Date | May 2008 | Marks available | 12 | Reference code | 08M.3srg.hl.TZ1.5 |
Level | HL only | Paper | Paper 3 Sets, relations and groups | Time zone | TZ1 |
Command term | Deduce and Show that | Question number | 5 | Adapted from | N/A |
Question
Let \(p = {2^k} + 1,{\text{ }}k \in {\mathbb{Z}^ + }\) be a prime number and let G be the group of integers 1, 2, ..., p − 1 under multiplication defined modulo p.
By first considering the elements \({2^1},{\text{ }}{2^2},{\text{ ..., }}{2^k}\) and then the elements \({2^{k + 1}},{\text{ }}{2^{k + 2}},{\text{ …,}}\) show that the order of the element 2 is 2k.

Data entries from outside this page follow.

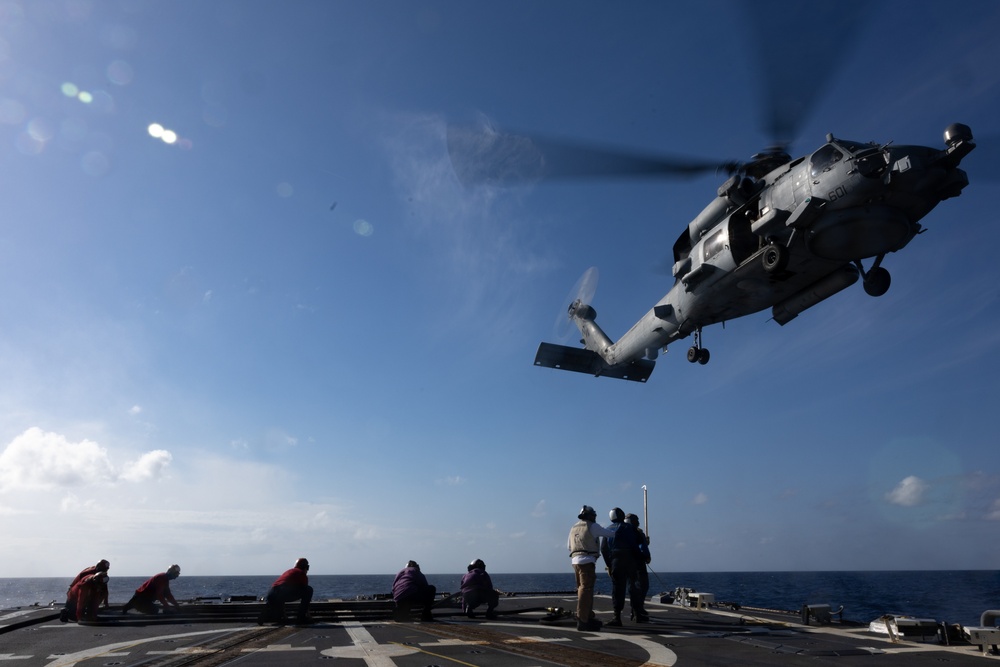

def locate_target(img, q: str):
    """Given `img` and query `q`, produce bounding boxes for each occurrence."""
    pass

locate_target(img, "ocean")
[0,570,1000,625]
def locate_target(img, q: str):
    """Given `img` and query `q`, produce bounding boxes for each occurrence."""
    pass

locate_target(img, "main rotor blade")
[743,0,874,150]
[448,126,734,185]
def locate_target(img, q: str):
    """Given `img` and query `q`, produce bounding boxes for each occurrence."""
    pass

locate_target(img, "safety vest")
[569,519,601,558]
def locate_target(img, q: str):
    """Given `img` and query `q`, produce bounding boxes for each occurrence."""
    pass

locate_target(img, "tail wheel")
[688,346,711,366]
[862,266,892,296]
[760,243,788,274]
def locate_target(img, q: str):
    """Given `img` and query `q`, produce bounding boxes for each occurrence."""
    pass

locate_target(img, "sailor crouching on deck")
[566,505,614,630]
[257,558,313,625]
[59,558,111,623]
[392,560,437,621]
[122,564,181,614]
[459,558,500,619]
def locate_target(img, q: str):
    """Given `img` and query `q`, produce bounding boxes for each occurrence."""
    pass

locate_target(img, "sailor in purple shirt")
[460,558,500,619]
[392,560,437,621]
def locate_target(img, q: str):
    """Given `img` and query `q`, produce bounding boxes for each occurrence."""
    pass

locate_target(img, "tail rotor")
[554,266,599,343]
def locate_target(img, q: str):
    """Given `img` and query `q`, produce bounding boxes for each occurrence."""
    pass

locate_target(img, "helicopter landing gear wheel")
[760,242,788,274]
[688,329,711,366]
[861,266,892,296]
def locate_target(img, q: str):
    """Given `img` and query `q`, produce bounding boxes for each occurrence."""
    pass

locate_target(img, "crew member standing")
[625,514,652,623]
[566,505,614,630]
[122,564,181,614]
[257,558,313,625]
[601,507,639,628]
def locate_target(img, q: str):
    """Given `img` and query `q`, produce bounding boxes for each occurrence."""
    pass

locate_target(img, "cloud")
[885,475,930,507]
[0,427,171,492]
[121,449,173,482]
[531,500,548,518]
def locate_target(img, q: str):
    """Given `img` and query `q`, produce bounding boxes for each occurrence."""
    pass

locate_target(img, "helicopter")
[448,123,976,382]
[447,4,976,382]
[448,123,976,382]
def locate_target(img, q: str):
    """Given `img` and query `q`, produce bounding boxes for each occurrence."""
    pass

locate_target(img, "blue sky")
[0,0,1000,576]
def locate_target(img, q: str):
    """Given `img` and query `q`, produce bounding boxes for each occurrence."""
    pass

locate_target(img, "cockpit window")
[809,144,844,178]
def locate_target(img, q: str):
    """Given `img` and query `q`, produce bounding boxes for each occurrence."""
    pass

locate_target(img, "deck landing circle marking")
[320,623,418,667]
[45,626,255,667]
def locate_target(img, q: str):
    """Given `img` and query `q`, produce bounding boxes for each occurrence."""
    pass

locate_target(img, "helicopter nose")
[944,123,972,148]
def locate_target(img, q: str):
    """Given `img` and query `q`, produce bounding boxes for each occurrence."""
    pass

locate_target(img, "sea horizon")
[0,570,1000,625]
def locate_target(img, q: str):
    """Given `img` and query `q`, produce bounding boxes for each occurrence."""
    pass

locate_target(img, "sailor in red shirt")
[257,558,313,625]
[59,559,111,623]
[70,572,108,622]
[122,565,181,614]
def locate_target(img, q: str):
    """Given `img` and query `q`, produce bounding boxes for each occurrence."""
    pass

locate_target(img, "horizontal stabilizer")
[535,343,656,382]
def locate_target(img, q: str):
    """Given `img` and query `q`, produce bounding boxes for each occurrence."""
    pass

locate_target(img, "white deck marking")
[243,644,316,653]
[46,626,257,667]
[320,622,417,667]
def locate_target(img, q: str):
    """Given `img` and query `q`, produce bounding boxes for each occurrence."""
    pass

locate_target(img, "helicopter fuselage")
[536,125,975,381]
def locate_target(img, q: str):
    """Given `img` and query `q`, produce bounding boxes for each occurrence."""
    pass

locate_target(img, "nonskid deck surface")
[0,595,1000,667]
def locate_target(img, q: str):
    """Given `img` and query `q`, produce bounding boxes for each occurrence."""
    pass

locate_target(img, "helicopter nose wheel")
[760,241,788,275]
[855,255,892,296]
[688,329,711,366]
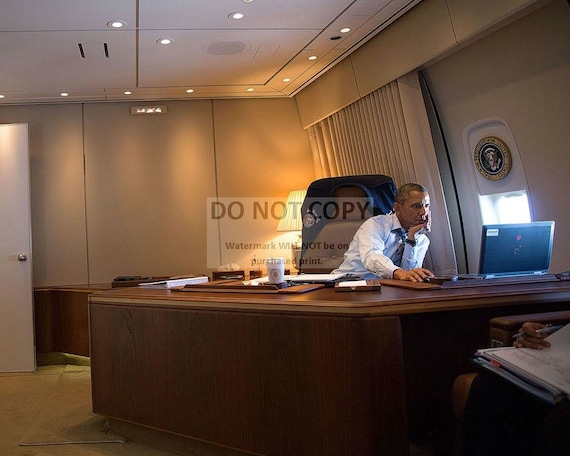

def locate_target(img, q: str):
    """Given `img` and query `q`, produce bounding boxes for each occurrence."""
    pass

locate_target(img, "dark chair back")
[299,174,396,273]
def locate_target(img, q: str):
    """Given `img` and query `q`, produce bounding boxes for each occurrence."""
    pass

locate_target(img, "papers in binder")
[474,324,570,403]
[139,276,209,289]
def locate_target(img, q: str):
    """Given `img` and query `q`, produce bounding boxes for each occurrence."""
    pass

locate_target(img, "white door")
[0,124,36,372]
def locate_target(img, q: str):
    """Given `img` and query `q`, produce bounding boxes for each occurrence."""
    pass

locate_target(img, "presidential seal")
[473,136,512,180]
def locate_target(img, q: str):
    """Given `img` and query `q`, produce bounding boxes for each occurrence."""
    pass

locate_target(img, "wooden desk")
[89,283,570,456]
[34,285,111,356]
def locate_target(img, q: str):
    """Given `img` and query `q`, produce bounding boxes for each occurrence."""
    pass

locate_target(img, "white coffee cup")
[265,258,285,284]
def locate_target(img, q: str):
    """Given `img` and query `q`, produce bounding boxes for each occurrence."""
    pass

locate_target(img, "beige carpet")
[18,365,126,446]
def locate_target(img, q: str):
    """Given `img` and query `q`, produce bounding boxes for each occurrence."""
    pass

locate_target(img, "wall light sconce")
[131,106,168,116]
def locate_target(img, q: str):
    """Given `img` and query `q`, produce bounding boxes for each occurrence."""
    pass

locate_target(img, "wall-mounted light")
[127,105,168,116]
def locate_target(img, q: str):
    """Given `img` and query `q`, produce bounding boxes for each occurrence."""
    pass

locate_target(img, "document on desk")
[474,324,570,403]
[139,275,210,289]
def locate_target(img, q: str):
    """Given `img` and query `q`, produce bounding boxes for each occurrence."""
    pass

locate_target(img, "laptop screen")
[479,222,554,277]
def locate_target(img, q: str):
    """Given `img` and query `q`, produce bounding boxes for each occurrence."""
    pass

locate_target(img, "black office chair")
[299,174,396,273]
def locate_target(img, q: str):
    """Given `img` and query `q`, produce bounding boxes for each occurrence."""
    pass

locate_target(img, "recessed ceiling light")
[107,21,127,28]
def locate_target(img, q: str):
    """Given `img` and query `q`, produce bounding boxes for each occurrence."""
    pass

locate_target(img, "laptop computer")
[479,221,554,278]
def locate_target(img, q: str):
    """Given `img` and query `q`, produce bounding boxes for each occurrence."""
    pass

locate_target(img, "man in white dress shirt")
[332,183,434,282]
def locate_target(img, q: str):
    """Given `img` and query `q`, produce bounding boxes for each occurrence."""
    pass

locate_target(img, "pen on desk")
[513,325,564,339]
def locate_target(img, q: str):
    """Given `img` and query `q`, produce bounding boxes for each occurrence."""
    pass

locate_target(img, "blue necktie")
[392,228,406,266]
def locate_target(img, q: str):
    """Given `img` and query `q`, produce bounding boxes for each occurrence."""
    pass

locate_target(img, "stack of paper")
[474,324,570,404]
[139,276,209,289]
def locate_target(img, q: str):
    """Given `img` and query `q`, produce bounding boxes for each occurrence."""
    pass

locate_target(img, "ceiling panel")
[0,0,420,104]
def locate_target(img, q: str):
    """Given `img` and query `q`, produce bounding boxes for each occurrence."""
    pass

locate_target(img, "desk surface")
[90,281,570,317]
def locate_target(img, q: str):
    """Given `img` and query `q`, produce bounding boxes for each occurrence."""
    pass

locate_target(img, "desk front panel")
[90,300,408,456]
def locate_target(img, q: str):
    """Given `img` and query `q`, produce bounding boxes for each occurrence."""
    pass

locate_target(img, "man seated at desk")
[333,183,433,282]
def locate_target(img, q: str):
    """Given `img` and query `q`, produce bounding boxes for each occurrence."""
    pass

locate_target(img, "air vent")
[77,43,110,59]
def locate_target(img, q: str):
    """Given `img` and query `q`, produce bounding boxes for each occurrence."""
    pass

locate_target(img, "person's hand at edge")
[392,268,434,282]
[513,321,550,350]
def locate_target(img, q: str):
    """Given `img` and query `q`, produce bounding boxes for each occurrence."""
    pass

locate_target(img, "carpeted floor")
[0,356,433,456]
[0,365,186,456]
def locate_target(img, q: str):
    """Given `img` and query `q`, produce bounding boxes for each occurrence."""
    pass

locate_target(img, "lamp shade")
[277,190,307,231]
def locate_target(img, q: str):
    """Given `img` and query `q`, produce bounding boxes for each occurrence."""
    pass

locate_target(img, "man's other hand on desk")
[393,268,434,282]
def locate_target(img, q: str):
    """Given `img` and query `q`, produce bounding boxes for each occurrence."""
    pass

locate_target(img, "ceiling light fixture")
[131,105,168,116]
[107,21,127,28]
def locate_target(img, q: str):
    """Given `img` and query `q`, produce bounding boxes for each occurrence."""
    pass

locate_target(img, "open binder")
[473,324,570,404]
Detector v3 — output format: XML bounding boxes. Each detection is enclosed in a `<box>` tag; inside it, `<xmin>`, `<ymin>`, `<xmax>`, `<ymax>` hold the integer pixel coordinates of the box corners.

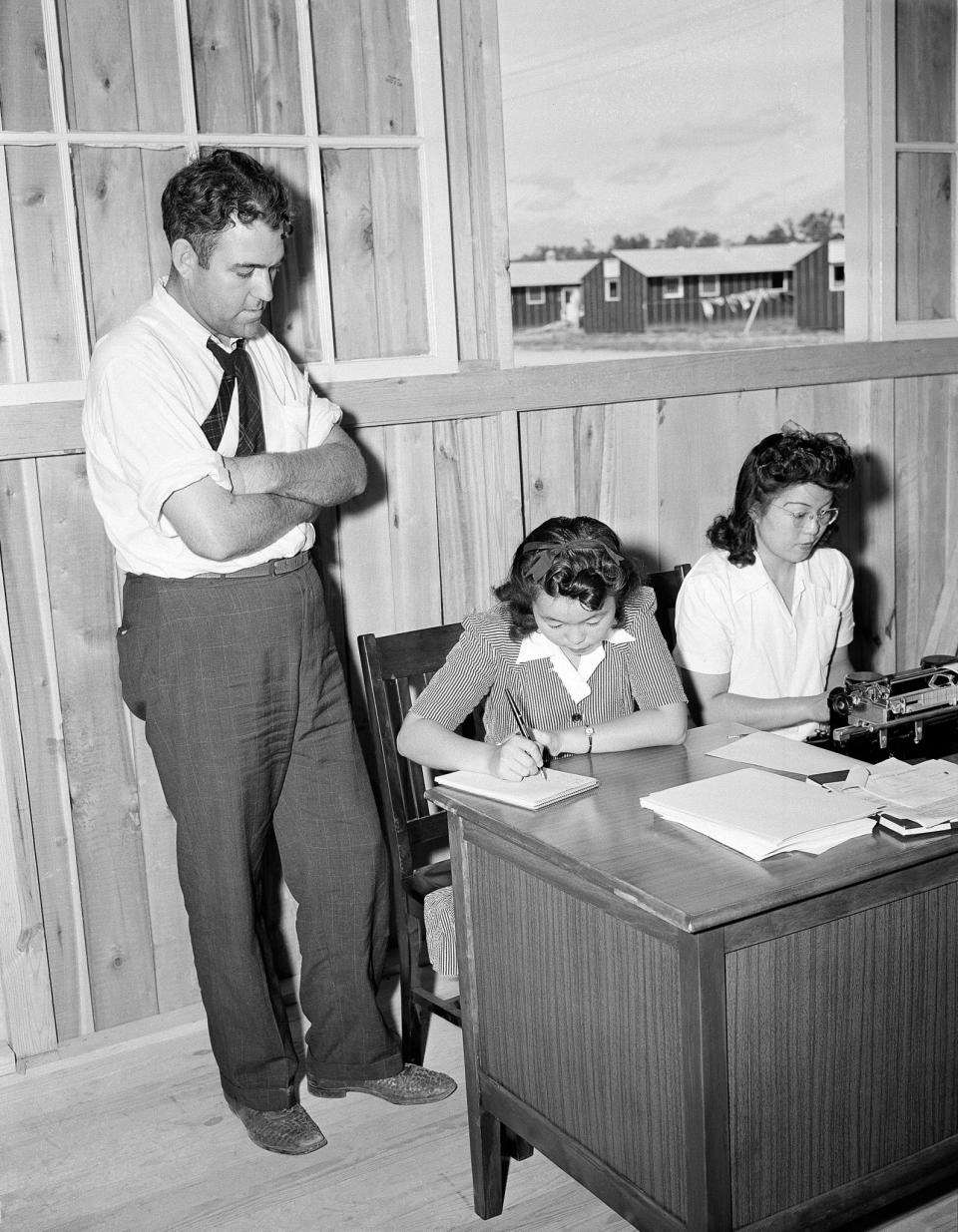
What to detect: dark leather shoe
<box><xmin>305</xmin><ymin>1064</ymin><xmax>456</xmax><ymax>1104</ymax></box>
<box><xmin>226</xmin><ymin>1095</ymin><xmax>325</xmax><ymax>1154</ymax></box>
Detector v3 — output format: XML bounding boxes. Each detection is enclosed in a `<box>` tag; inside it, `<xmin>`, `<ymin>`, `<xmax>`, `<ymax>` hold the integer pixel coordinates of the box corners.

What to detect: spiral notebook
<box><xmin>435</xmin><ymin>767</ymin><xmax>599</xmax><ymax>808</ymax></box>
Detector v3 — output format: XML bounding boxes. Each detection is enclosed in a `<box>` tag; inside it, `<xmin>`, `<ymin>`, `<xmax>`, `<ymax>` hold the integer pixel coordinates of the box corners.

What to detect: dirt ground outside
<box><xmin>513</xmin><ymin>320</ymin><xmax>844</xmax><ymax>367</ymax></box>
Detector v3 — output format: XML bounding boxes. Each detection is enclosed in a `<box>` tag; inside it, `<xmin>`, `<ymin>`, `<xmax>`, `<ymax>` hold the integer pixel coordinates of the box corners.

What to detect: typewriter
<box><xmin>828</xmin><ymin>654</ymin><xmax>958</xmax><ymax>756</ymax></box>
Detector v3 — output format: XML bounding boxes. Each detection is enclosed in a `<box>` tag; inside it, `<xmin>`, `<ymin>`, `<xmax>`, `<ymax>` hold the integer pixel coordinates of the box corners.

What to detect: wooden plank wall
<box><xmin>0</xmin><ymin>368</ymin><xmax>958</xmax><ymax>1055</ymax></box>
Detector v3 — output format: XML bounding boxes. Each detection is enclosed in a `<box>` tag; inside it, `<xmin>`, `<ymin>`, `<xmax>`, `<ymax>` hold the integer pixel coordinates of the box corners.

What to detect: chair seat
<box><xmin>404</xmin><ymin>860</ymin><xmax>452</xmax><ymax>898</ymax></box>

Deduce that \(k = {2^n}{\text{ for }}n \in \mathbb{N}\) .
Markscheme
The identity is 1. (R1)
Consider
\({2^1},{\text{ }}{2^2},{\text{ }}{2^3},{\text{ ..., }}{2^k}\)
\({2^k} = p - 1\) R1
Therefore all the above powers of two are different R1
Now consider
\({2^{k + 1}} \equiv 2p - 2(\bmod p) = p - 2\) M1A1
\({2^{k + 2}} \equiv 2p - 4(\bmod p) = p - 4\) A1
\({2^{k + 3}} = p - 8\)
etc.
\({2^{2k - 1}} = p - {2^{k - 1}}\)
\({2^{2k}} = p - {2^k}\) A1
\( = 1\) A1
and this is the first power of 2 equal to 1. R2
The order of 2 is therefore 2k. AG
Using Lagrange’s Theorem, it follows that 2k is a factor of \({2^k}\) , the order of the group, in which case k must be as given. R2
[12 marks]
Examiners report
Few solutions were seen to this question with many candidates unable even to start.